Why not bring back whio, our threatened endemic blue duck to the Wairarapa? This was the challenge that left the room buzzing, at the conclusion of the inaugural Wairarapa Biodiversity Hui held in Masterton last weekend.

“There’s power in you guys working together. You can make this happen,” said Paul ‘Scratch’ Jansen, who has been working with community groups to bring back kiwi to the hills of Wellington.

“You guys,” was a group of around 80 people – many from the numerous catchment community, restoration and biodiversity groups that are already underway with a variety of projects throughout the region. The hui was organised and hosted by the Wairarapa Pūkaha to Kawakawa Alliance (WaiP2K) which provides a support and information network for these groups and individuals.

Paul Jansen from the Department of Conservation was one of the guest speakers, along with Charles Daugherty who is Chair of the Hawke’s Bay Biodiversity Trust, a similar support network to WaiP2K. Daugherty’s talk centered around the economic need to preserve, protect and restore our environment.

“The very foundation of our national wealth is our environment,” Daugherty says. “Nature is the basis of our two biggest export earners, agriculture and tourism, and it provides us with a whole ecosystem of services which we rely on for our everyday lives. What we do to nature, we are also doing to ourselves.”

“I find hope in people and the direction we’re starting to move in – the community-led environmental groups, Tangata Whenua, and the farming communities. And I find hope in the many actions that people are taking, from policy level to those individuals and groups getting out there and putting things right.”
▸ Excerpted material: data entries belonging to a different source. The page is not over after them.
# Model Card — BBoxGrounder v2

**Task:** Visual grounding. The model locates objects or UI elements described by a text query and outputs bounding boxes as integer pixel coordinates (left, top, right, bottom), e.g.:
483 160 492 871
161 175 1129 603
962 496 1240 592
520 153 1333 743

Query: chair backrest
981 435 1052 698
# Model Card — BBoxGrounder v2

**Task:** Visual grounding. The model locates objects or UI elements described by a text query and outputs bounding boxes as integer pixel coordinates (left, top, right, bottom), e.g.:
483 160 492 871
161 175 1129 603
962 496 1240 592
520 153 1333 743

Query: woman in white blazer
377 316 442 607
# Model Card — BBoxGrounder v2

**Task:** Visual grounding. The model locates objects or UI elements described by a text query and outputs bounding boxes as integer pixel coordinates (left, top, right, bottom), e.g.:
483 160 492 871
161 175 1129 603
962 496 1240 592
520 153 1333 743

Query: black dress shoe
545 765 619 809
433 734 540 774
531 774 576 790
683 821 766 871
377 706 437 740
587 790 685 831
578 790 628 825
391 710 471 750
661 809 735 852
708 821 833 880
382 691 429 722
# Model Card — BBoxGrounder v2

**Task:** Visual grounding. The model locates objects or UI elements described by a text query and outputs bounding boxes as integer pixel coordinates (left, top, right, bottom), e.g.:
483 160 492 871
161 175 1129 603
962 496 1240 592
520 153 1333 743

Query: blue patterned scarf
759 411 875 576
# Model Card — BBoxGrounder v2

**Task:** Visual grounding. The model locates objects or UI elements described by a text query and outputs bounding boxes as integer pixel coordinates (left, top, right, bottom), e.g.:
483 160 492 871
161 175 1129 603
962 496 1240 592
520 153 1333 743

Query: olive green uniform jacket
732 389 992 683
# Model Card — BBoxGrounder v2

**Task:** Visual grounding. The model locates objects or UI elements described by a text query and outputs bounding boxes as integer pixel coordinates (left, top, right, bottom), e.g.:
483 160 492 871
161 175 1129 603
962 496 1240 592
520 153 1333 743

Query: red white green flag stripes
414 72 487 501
“The climate emergency we’re facing will eclipse the current covid emergency and impact us for much longer. People are the cause of the problem, but we are also the solution if we choose to be.”

Those who attended the hui were also given the chance to connect, share and plan, and the WaiP2K committee members collected feedback which they will use in planning their future focus. They intend to run a winter workshop series with a focus on practical advice for restoration and trapping projects.

“It was so inspiring to explore the possibilities of large landscape-scale restoration,” says WaiP2K Chair, Gill Murray, “and to throw around ideas for bringing back special taonga species that once thrived here in the Wairarapa. The speakers’ messages were clear – be aspirational! I can’t wait to see what we can achieve here, both as individual groups and as a wider network.”